Distribution uses TCP as the underlying network protocol. In general, TCP provides reliable connectivity between machines on a network. However, it is possible that network errors can occur that cause a TCP connection to drop. When a TCP connection is dropped, requests and responses between nodes participating in a distributed transaction are not received. Network errors are detected by the keep-alive protocol described in the section called “Detecting failed nodes” and handled by the distributed transaction protocol.
Network connectivity failures are caused by:
A non-response keep alive timeout occurring.
TCP retry timers expiring.
Lost routes to remote machines.
These errors are usually caused by network cables being disconnected, router crashes, or machine interfaces being disabled.
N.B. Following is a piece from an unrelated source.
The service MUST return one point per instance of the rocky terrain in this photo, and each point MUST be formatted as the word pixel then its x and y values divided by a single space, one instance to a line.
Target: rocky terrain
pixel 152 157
As discussed in the section called “Local and distributed transactions”, all distributed transactions have a transaction initiator that acts as the transaction coordinator. The transaction initiator can detect network failures when sending a request, or reading a response from a remote node. When the transaction initiator detects a network failure, the transaction is rolled back. Other nodes in a distributed transaction can also detect network failures. When this happens, rollback is returned to the transaction initiator, and again the transaction initiator rolls back the transaction. This is shown in Figure6.4, “Connection failure handling”.
Figure6.4.Connection failure handling
When the transaction initiator performs a rollback because of a connection failure - either detected by the initiator or another node in the distributed transaction, the rollback is sent to all known nodes. Known nodes are those that were located using location discovery (see the section called “Location discovery”). This must be done because the initiator does not know which nodes are participating in the distributed transaction. Notice that a rollback is sent to all known nodes in Figure6.4, “Connection failure handling”. The rollback is retried until network connectivity is restored to all nodes.
Transaction rollback is synchronized to ensure that the transaction is safely aborted on all participating nodes, no matter the current node state.